The North Pacific’s sensitivity to changes in climatic forcing and feedbacks to background climate are an important, but largely open question in assessments of global climate, both in the modern and geological past. More comprehensive and multi-disciplinary knowledge of physical, chemical and biological processes under past and present climate variations is crucial to separate between natural and anthropogenic forcing, and to enhance the reliability of future climate projections.
On a spatial scale, this region comprises major oceanographic patterns including large Western Boundary Current systems (Kuroshio, Oyashio, East Kamchatka Current, East Sakhalin Current, Alaskan Stream) and several important frontal regions (Subarctic Front, Kuroshio Bifurcation, Mixed Layer Front). In addition, complex exchange processes and interactions between the open North Pacific, its marginal seas (Sea of Japan, Okhotsk Sea, Bering Sea) and continental shelf areas (Gulf of Alaska, Bering Shelf) create a heterogenous region, with small-scale mixing and both temporal and spatial variations at atmospheric, as well as oceanic surface, subsurface and deep levels.

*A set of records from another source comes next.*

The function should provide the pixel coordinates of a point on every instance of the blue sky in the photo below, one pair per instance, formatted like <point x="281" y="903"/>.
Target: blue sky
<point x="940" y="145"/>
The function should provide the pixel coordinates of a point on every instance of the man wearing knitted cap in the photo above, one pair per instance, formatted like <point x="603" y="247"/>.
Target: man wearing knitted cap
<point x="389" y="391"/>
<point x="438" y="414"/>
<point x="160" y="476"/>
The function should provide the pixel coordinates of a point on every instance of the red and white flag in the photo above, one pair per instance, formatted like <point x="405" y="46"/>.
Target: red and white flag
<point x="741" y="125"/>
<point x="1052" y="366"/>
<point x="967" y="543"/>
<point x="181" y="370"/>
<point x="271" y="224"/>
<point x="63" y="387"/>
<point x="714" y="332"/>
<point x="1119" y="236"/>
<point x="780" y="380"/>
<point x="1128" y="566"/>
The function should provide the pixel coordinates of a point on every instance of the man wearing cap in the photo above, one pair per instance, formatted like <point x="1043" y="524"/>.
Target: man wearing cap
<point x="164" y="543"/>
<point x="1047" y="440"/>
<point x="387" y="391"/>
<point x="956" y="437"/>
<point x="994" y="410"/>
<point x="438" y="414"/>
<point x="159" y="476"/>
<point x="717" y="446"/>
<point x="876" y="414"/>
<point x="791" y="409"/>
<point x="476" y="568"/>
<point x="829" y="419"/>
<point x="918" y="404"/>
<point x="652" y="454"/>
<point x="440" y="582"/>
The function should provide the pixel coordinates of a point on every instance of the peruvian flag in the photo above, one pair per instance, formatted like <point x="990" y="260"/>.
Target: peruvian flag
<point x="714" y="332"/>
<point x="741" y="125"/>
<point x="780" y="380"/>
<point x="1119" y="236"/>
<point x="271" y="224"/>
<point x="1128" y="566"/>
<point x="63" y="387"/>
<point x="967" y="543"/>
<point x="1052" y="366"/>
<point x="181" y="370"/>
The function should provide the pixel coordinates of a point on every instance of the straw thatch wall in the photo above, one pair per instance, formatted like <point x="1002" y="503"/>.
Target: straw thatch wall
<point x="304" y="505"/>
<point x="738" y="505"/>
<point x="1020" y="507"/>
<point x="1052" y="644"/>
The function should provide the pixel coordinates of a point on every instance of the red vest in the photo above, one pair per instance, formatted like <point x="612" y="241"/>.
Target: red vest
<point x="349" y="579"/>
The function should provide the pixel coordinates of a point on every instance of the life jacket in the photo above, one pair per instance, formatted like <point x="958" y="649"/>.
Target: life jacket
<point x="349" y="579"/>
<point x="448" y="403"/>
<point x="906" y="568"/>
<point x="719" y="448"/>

On a temporal scale, the region’s climate system today experiences widespread and complex changes on seasonal to multi-decadal timescales, based on information from relatively short, instrumental time-series. However, a multitude of nonlinear characteristics, due to the combination of a global warming background, interaction with other regions and internal processes, as well as superposed variability across different time scales, renders much-needed evaluation of natural vs. human contributions challenging in regional assessments of global change. Physical change in climate has caused fundamental modifications in the biogeochemical setting of the North Pacific in the past and continues to do so in the present, e.g. in ocean oxygen concentrations, ocean acidification etc. Inevitably, this affects marine ecosystems and the oceanic CO2 sink capacity. Proxy-based paleo-reconstructions as well as paleo-simulations with state-of-the-art models can extend our knowledge about these processes back in time to help inform us about the future.
With this Research Topic, we aim to increase the insight into North Pacific climate states, atmospheric and oceanic circulation, as well as corresponding biogeochemical characteristics across a variety of temporal and spatial scales. We welcome results based on instrumental, paleoceanographic proxy or paleoclimate modelling data from times of changing, in particular warming, climates throughout the Quaternary, from sub-annual to orbital timescales. We hope to provide a collection of original contributions and syntheses that foster the dynamic, four-dimensional, process-oriented understanding of the complex role of climate and oceanic modes in the North Pacific and its marginals seas in regulating biogeochemical cycles, ocean circulation, as well as the resulting ocean-atmosphere greenhouse gas exchanges. We also welcome both established and novel approaches to decipher variations in oceanic stratification, nutrient budgets and their utilisation, micronutrient (Fe) supply, marine productivity, and resulting remineralisation, as well as their effects on the oxygenation of intermediate and deep waters. This includes studies that link and mechanistically connect results from the North Pacific to both the Arctic domain as well as low-latitude Equatorial and South Pacific characteristics and teleconnections, or global large-scale climate and ocean circulation patterns.
Providing a Pacific paleo-based benchmark collection in what may constitute natural systemic boundary conditions under future global warming, these past climate scenarios can be used to create a framework for the identification of potential thresholds and extreme events in the current, warming Earth system.